# Seat Belt Height Adjusters



## GM Kid (Mar 21, 2005)

These slides on the B-pillars look idiot-simple to work, and yet both of mine appear to be stuck.

Recap: In other threads, I've mentioned how I had the rear parcel shelf replaced under warranty. To get it out, the dealer had to remove nearly all the rear interior trim, including the panels covering the B-pillars. In doing so, they messed up the little plastic buttons that hold the B-pillar trim on, so my service writer ordered replacements. When I went in for them to put in the new buttons, some dingbat banged too hard on the one on the driver's side, cracking the underlying plastic.

I don't know why any of that should matter, but for whatever reason, the seatbelt adjuster slides no longer work. I hold down the button and try to move them up or down, but no-go. Can't figure it out.

Why do I care? Well, another oddity is that now my seatbelt seems to rub the forward edge of the opening as I pull the belt forward to wear it. I can even see a little channel it's dug into the plastic. I don't remember feeling that resistance previously. I'm not particularly tall (6'1"), but I have a notion that there may be one more notch in height on the adjuster, and that if I could just raise it, the rubbing might stop. There's about an inch of plastic still showing on the slide--would that mean it's at the last notch, or might there be one more? I don't know. Frankly, I don't remember how it was before all of this started.


----------



## GM Kid (Mar 21, 2005)

Seriously--not _one_ theory on why these dang slides are stuck, or thoughts on how to un-stick them? Not even a pity post?


----------



## JMVorbeck (Jun 1, 2005)

GM Kid said:


> Seriously--not _one_ theory on why these dang slides are stuck, or thoughts on how to un-stick them? Not even a pity post?


You have my pity. The dealership would also have my pity, if it were my GTO they put back together like that.


----------



## GM Kid (Mar 21, 2005)

JMVorbeck said:


> You have my pity. The dealership would also have my pity, if it were my GTO they put back together like that.


Ain't _that_ the truth. I so well remember being a kid and hearing my mom complain to my dad, "That stupid dealership! You take your car there for one thing, and they break something else!"


----------



## MeanGoat (Jan 4, 2006)

Mine are stuck too.

One day when I was particularly aggravated I was able to get the driver side to move. Unfortunately that movement was accompanied by a snap and then it slid as free as could be. (no stops or clicks just free slidin')
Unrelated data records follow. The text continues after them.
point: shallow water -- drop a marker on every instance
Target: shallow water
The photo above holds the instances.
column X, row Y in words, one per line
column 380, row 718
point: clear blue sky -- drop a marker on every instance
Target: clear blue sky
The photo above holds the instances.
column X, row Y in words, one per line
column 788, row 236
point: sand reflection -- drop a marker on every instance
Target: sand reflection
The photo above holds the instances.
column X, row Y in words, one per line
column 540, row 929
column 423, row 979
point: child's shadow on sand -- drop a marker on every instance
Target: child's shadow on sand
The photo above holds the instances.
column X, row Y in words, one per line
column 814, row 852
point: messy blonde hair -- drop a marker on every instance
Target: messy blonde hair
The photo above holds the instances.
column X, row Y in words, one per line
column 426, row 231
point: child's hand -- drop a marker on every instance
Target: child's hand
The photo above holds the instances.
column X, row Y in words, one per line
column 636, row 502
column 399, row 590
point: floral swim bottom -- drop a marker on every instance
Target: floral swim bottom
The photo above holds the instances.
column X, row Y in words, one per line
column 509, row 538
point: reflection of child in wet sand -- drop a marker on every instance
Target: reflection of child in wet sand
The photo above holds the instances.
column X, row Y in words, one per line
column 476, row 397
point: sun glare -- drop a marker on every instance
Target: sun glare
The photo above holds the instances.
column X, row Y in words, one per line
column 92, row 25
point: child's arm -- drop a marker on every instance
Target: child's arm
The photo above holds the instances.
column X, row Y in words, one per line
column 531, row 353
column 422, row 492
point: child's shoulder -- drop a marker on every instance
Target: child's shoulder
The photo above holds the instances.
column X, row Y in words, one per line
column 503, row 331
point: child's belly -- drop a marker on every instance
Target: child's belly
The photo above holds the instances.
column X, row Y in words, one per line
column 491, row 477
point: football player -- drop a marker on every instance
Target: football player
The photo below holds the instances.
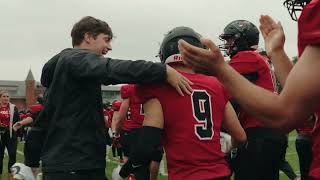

It's one of those annoyances I 'let go'. Thanks for reminding me. Since I have an appointmeent for an align and rotate next Monday, maybe I'll have them take a look see. Just don't want them breaking something else like you said.


----------



## jagyro (Feb 17, 2006)

only thing i could say is. Get your hands dirty and pull the trim. Its prob something simple like a cable off track or something. Possibly a jammed up pully. JUST GET OFF YOUR @$$ and do it


----------



## GM Kid (Mar 21, 2005)

jagyro said:


> only thing i could say is. Get your hands dirty and pull the trim. Its prob something simple like a cable off track or something. Possibly a jammed up pully. JUST GET OFF YOUR @$$ and do it


Nice twist on the old Nike slogan

Yeah, I'm tempted to pop that little plastic rivet and just see what's going on under the trim, except that (as I mentioned) the dealer cracked the B-pillar trim the last time they worked on it, and I don't want them thinking I did it. Also, I'm not sure how easily that little button comes off. But then again, nothing ventured, nothing gained.

What bugs me the most is the way the front edge of the seatbelt kinda folds over and grinds on its way out of the opening. I'd swear it used to emerge freely and easily from that slot before.


----------